Ken Sim's View On Vancouver
Vancouver has breathtaking views that draw visitors from all over the world, but my view on Vancouver is for the people who live here.
My view on Vancouver is clear.
I want all Vancouverites to have the opportunities our city gave my parents and my wife Teena Gupta’s parents when they immigrated here in the 1960s; a safe, clean environment, an attainable home, a job that pays the bills, efficient public transportation, good schools and a chance for children to pursue their dreams.
Vancouver is the most beautiful city in the world, but in my view, I see many people in our city who struggle just to survive. People from all walks of life – who give our city its color and energy – must leave the city they love. More accountability and efficiency at City Hall will change that.

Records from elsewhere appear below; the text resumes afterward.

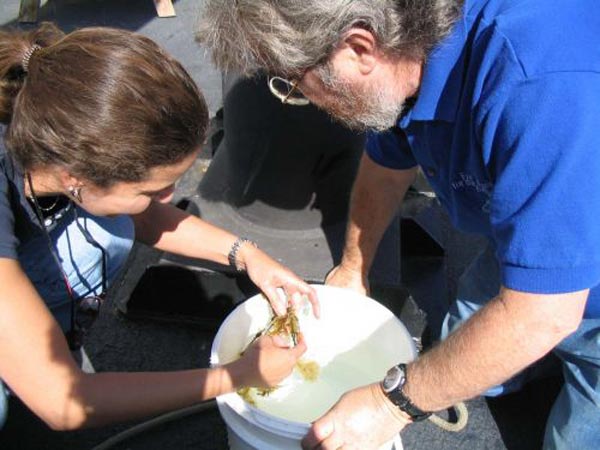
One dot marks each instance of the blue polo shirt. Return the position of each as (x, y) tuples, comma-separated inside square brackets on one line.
[(507, 129)]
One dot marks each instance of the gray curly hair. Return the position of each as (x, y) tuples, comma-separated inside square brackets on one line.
[(288, 36)]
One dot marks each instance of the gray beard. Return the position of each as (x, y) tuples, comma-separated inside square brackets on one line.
[(363, 110)]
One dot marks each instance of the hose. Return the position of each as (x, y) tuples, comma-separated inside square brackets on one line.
[(462, 417), (159, 420)]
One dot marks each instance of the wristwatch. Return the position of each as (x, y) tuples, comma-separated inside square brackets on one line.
[(392, 385)]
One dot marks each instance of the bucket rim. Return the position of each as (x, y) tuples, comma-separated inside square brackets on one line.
[(263, 419)]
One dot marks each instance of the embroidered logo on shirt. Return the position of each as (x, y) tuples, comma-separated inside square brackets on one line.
[(469, 183)]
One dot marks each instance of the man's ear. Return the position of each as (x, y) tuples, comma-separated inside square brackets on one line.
[(360, 47), (67, 180)]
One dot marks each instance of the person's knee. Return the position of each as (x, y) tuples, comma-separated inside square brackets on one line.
[(3, 405)]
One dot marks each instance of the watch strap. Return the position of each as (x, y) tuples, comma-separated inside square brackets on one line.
[(398, 398)]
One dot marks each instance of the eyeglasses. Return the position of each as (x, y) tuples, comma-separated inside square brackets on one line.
[(287, 91)]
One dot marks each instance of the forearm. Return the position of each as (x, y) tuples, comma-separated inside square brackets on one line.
[(168, 228), (100, 399), (376, 198), (511, 332)]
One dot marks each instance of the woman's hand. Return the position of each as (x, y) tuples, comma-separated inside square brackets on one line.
[(266, 362), (279, 284)]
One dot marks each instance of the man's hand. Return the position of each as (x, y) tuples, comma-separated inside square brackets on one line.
[(341, 276), (363, 419), (278, 283)]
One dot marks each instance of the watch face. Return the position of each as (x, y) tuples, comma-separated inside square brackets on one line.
[(393, 378)]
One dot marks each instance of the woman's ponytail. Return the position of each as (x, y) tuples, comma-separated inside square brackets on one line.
[(18, 52)]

Vancouver is ranked as one of the most livable cities in the world, but often that’s not the reality for people who actually live here. Too many of us are forced out of the homes we have lived in for decades. Better ideas about housing will change that.
Vancouver is the perfect place to start a business, but many of our small businesses, restaurants and local independent stores are shutting down or leaving the city. Too many of our larger corporations are finding it difficult to attract employees. Making City Hall more business-friendly will change that.
Vancouver is one of the friendliest cities in the world, but I see many Vancouverites frustrated by how much time is lost getting to work or school on an overcrowded transportation network. Buses are often full and must pass by people waiting – often in the rain. Cars are often stuck in traffic, raising our collective blood pressure and our carbon emissions. Time and productivity are lost, keeping Vancouverites away from their work, family, friends and leisure activities. Greater resources for transportation will change that.
Vancouver is one of the healthiest cities in the world, but too many people are victims of our city’s opioid crisis. Too many of us are victims of crime and don’t feel safe in our own neighbourhoods. Better teamwork for mental health and addiction issues, crime and policing will change that.
For too long our local government has put an ideological agenda ahead of the needs of Vancouverites. Our affordability crisis happened under their watch.
My view on Vancouver is local: As mayor, I picture vibrant neighbourhoods with a variety of attainable housing, an effective transportation system to break the gridlock and a business climate that works for all businesses and the people who work in them.